Input / Output Operations

The bottleneck in most data pipelines is not calculation, but IO (Input/Output). PardoX solves this by moving data ingestion entirely to the Rust core, bypassing Python's slow file handling and object creation overhead.


1. CSV Files (Text Data)

PardoX features a multi-threaded CSV reader. Instead of reading line-by-line like standard Python libraries, PardoX memory-maps the file and uses parallel workers to parse chunks simultaneously.

Basic Usage

import pardox as px

# Automatically detects headers and infers schema
df = px.read_csv("dataset.csv")

How it works

Intelligent Type Inference

The engine scans the first N rows to determine if a column is Integer, Float, or String.

Parallel Parsing

The file is split into logical blocks, and multiple CPU cores parse them concurrently.

Fail-Fast Error Handling

If a row is malformed, PardoX will report the error immediately rather than silently corrupting data.


2. Native SQL (Database Ingestion)

Load data directly from SQL databases without using Python drivers (like psycopg2 or sqlalchemy) as intermediaries. PardoX connects to the database at the Rust level, fetches the binary stream, and constructs the DataFrame in memory.

Usage

The read_sql function requires a standard connection string and a SQL query.

# Format: postgres://user:password@host:port/database
conn_str = "postgres://admin:secret@localhost:5432/analytics_db"

query = """
    SELECT id, amount, date 
    FROM sales 
    WHERE region = 'US-West'
"""

# Executes query and returns PardoX DataFrame
df = px.read_sql(conn_str, query)

Performance Note

This method is significantly faster than pandas.read_sql because it avoids converting SQL types to Python Objects (PyObject) before converting them again to internal arrays.
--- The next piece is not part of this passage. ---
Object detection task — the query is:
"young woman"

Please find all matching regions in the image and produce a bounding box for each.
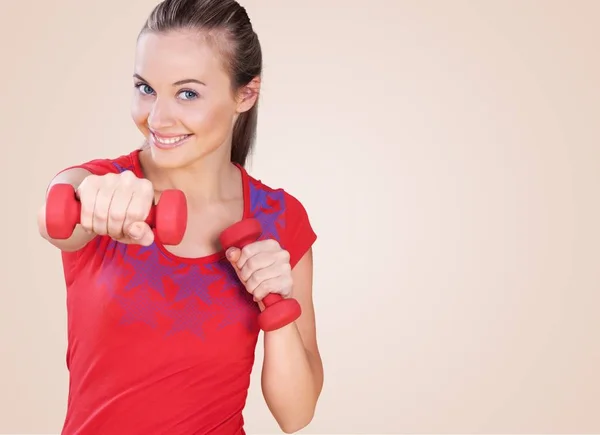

3. The Native Format (.prdx)

The PRDX format is the native binary representation of a PardoX HyperBlock. It is designed for instant persistence.

Key Features

  • No Serialization Overhead: Unlike CSV or JSON, saving to .prdx is effectively a direct memory dump to disk.
  • Memory Mapping: Reading a .prdx file leverages OS-level memory mapping, allowing near-instant access to data without CPU-intensive parsing.

Saving to Disk

# Persist the current state of the DataFrame
df.to_prdx("backup_data.prdx")

Loading from Disk

# Load instantly
df_restored = px.read_prdx("backup_data.prdx")

Benchmark

In tests with 10GB datasets, reading a .prdx file achieves throughputs of 4.6 GB/s, limited only by the speed of the NVMe SSD.


4. Apache Arrow Bridge

PardoX is designed to play well with others. If you have data in PyArrow, you can convert it to PardoX with zero-copy overhead (passing memory pointers).

import pyarrow as pa
import pardox as px

# Assuming you have a PyArrow Table
arrow_table = pa.Table.from_pydict({"a": [1, 2, 3], "b": [4, 5, 6]})

# Convert to PardoX DataFrame
df = px.from_arrow(arrow_table)

Interoperability

This bridge allows seamless integration with the Arrow ecosystem, including Polars, DuckDB, and Apache Spark.